エンターテイメント事業は、「オンを楽しむ、オフを楽しむ、みんなの生きがいでありたい」をコンセプトに、リゾートアイランドのバリ島をイメージし、時代にあった空間を提供する複合カフェ「快活CLUB」及び24時間型フィットネスジム「FiT24」並びに南仏にある地上の楽園と呼ばれるコート・ダジュールをテーマに、カラオケルーム「コート・ダジュール」等を運営している。 エンターテイメント事業の複合カフェ及びカラオケの市場は、近年横這いから縮小傾向、フィットネスは健康志向の強まり等により拡大傾向となっている。 不動産賃貸事業は、主にグループの閉店店舗をグループ内及び外部へ賃貸すること並びに各事業だけで使用することが難しい大型物件を同社で賃借し、グループ内外へ賃貸する事業等を行っている。
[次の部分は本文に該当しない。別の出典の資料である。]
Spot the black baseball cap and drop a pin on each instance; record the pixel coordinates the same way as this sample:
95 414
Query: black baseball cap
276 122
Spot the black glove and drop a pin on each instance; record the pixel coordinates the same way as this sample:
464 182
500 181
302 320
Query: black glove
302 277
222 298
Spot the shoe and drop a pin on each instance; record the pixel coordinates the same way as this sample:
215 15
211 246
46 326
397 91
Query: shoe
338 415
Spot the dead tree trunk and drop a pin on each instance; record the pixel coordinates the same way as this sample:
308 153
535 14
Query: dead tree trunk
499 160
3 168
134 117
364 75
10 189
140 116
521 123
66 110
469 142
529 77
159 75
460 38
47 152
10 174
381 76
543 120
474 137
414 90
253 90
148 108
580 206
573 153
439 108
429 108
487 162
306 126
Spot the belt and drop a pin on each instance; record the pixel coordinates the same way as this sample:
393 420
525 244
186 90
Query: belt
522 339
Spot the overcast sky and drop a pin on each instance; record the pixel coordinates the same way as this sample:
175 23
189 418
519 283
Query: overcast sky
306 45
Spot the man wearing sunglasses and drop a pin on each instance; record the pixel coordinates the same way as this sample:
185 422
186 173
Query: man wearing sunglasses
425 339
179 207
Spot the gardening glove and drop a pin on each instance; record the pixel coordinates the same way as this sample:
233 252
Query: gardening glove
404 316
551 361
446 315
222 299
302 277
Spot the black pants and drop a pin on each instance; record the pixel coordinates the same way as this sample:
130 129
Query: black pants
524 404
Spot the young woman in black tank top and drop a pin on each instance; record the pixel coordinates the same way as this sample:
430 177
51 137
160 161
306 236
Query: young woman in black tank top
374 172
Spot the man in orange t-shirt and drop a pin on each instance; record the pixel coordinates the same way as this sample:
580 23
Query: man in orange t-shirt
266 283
多店舗展開におけるスクラップ後の有効活用等も含め、一定の需要を見込んでいるという。 その他の事業は、有価証券の保有、損害保険の代理事業等を行っている。

競合他社

(直近決算期売上高382億円)、7494コナカ(直近決算期売上高478億円)、8219青山商事(直近決算期売上高1,614億円)などが競合として挙げられる。

連結の範囲

同社グループは、同社、連結子会社3社、非連結子会社2社、持分法非適用関連会社3社及びその他の関係会社1社で構成され、ファッション事業、アニヴェルセル・ブライダル事業、エンターテイメント事業及び不動産賃貸事業を主な内容として事業活動を展開している。

強み・弱み

これまで培ってきたメンズ市場のブランド力とチェーンストア展開のノウハウを持つ点が強み。接客技術や人材教育にも強みも持つ。コロナ以前から、緩やかなビジネスウェアのカジュアル化、カラオケボックス需要の減少など、人口減少、少子高齢化などの社会背景に事業環境は厳しい状況にあったが、働き方の変革や挙式披露宴スタイルの急激な変化、カラオケを中心としたエンターテイメント事業の市場環境や顧客志向の変化等、コロナウイルス感染症拡大が業績に大きな影響を与えており、現在取り組んでいる事業基盤の再構築が課題である。

2022年3月期第1四半期 決算説明会資料

KPI

①出退店舗数
②既存店増収率、客数・客単価の増加率
③スーツの販売着数と販売単価
④商品別売上状況

業績

2015年3月期以降、売上高は微増も減益が続き、2018年3月期に既存店の活性化により4期ぶりの増収増益を達成するも2019年3月期は再びカラオケ事業・ファッション事業の既存店減少やブライダル施工数の減少により減収減益。その後はコロナウイルス感染症拡大の影響を大きく受けて、売上高は2019年3月期の193,918百万円から143,169百万円へ、経常利益(又は損失)は11,890百万円から▲6,606百万円へと大幅減収、赤字転落。営業CFは恒常的にプラス、投資CFは恒常的にマイナス。2022年3月期第1四半期の自己資本比率は53.1%。